-OpEd-

TOKYO — The United States has turned to inward-looking politics, while the unifying force of Europe has waned due to rampant populism and confusion in Britain, Germany and France. The pillars that have sustained global stability are seemingly fading away. Given the situation, we cannot but be wary of confusion stemming from the intense struggle for supremacy between the United States and China.

“China poses the biggest threat to America...,” “China has chosen economic aggression....” High-ranking members of the U.S. administration are using harsh language to criticize China. The superpower status of the United States is under threat, and as such, it has changed its demeanor toward China — which it once called its “strategic partner” — completely.

Democrats share this view with the administration of U.S. President Donald Trump.

The struggle between the No. 1 and No. 2 powers of the world — economically as well as militarily — extends from trade and advanced technology to various other areas, and we should brace ourselves for the long haul.

Now that 30 years have passed since the United States and the Soviet Union declared an end to the Cold War, there is no sense in being terrified of a “new Cold War” and shrinking to the sidelines. Japan, which is allied with the United States and has close ties with China, must tenaciously carry out the responsibility of maintaining regional stability and prosperity.

Trump’s uncertain diplomacy

The top priority should be to revive multilateral cooperation in which the United States plays the pivotal role.

Trump’s “America First” policy is a source of constant anxiety. He has prioritized seeking the immediate benefit of reducing trade deficits over matters of diplomacy and security. Tweeting does not allow for predictability, and his artless management of the U.S. administration is too much to tolerate.

We should brace ourselves for the long haul.

Among other issues, if suspicion that the Trump campaign colluded with Russia in the 2016 U.S. presidential election grows stronger, the president’s hard-line foreign policies may shift toward an even stronger stance in an attempt to get out of hot water.
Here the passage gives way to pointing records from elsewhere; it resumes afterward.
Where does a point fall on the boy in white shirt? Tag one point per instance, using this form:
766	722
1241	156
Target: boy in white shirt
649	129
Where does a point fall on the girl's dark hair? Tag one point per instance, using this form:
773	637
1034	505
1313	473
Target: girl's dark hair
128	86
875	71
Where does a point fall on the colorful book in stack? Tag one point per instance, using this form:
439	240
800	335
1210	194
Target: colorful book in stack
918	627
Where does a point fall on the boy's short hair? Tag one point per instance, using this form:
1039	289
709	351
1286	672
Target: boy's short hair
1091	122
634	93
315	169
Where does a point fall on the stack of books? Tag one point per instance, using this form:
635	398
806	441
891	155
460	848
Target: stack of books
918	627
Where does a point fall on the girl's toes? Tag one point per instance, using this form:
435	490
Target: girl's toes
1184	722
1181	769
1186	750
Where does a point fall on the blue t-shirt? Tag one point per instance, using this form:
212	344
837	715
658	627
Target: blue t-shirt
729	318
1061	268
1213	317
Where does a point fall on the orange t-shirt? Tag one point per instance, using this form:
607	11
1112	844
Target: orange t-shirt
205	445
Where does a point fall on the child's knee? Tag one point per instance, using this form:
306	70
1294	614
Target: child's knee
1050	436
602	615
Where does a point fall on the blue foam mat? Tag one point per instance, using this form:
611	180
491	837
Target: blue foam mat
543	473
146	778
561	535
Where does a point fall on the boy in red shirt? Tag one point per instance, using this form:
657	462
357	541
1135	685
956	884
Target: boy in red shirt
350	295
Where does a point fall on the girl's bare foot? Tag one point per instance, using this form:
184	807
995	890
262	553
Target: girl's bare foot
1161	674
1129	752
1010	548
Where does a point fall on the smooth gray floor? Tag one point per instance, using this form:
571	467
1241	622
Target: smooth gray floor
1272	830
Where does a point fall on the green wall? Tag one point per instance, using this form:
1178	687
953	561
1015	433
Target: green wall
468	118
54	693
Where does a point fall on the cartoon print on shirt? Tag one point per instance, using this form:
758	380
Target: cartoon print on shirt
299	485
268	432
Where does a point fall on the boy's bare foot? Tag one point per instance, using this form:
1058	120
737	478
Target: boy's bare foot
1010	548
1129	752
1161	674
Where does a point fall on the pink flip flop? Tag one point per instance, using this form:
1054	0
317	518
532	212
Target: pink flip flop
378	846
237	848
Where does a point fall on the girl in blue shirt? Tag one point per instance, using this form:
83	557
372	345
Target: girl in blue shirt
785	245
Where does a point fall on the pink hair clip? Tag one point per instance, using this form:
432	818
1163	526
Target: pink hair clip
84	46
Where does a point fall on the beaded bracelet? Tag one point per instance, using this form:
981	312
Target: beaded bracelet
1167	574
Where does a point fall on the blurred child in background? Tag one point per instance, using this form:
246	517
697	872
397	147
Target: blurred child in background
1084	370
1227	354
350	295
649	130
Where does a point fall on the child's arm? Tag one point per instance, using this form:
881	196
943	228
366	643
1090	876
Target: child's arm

Even then, there is no alternative to the United States. That country alone accounts for one-fourth of global gross domestic product and one-third of global military spending. Keeping the United States involved in the maintenance of international order will serve the national interests of Japan.

Revive international cooperation

Dialogue between the leaders of Japan and the United States is important as it provides Japan with the opportunity to share its views toward China with its counterpart and to urge the United States to cooperate with other countries. Furthermore, Japan should make sure Trump does not make easy concessions to China on security policies in exchange for what he might achieve on trade.

Considering the instability of the Trump administration, which continues to replace one Cabinet official after another, it is important to extensively establish strong ties with congressional leaders, bureaucrats, senior officials of the U.S. military and other key figures who can involve themselves in the making of U.S. foreign policy.

A matter of concern is a situation in which the United States and China impose even higher tariffs on each other. In order to avoid a global recession, we must urge both sides to exercise self-restraint.

The Japan-U.S. alliance must serve as a foundation for stability in the region.

Japan — through bilateral talks with other leaders, at G7 meetings, at the G20 summit scheduled to be held in Osaka in June and at other events — should lead discussions to defuse the standoff between the United States and China. It will also be Japan’s role to act as an intermediary between the United States, which tends to lean toward isolationism, and other countries.

It is an urgent task to widen the network of free trade that supports multilateral cooperation. Japan is urged to make efforts to expand the Trans-Pacific Partnership trade agreement, from which the United States has withdrawn, and create free trade zones with China, India and other Asian countries, while working on trade talks with Washington.

Abe and Trump in Washington in April 2018 — Photo: Allen Eyestone/ZUMA

To prevent China from changing the status quo in the Senkaku Islands in Okinawa Prefecture and in the South China Sea, it is imperative to make the Japan-U.S. alliance serve as a foundation for stability in the region.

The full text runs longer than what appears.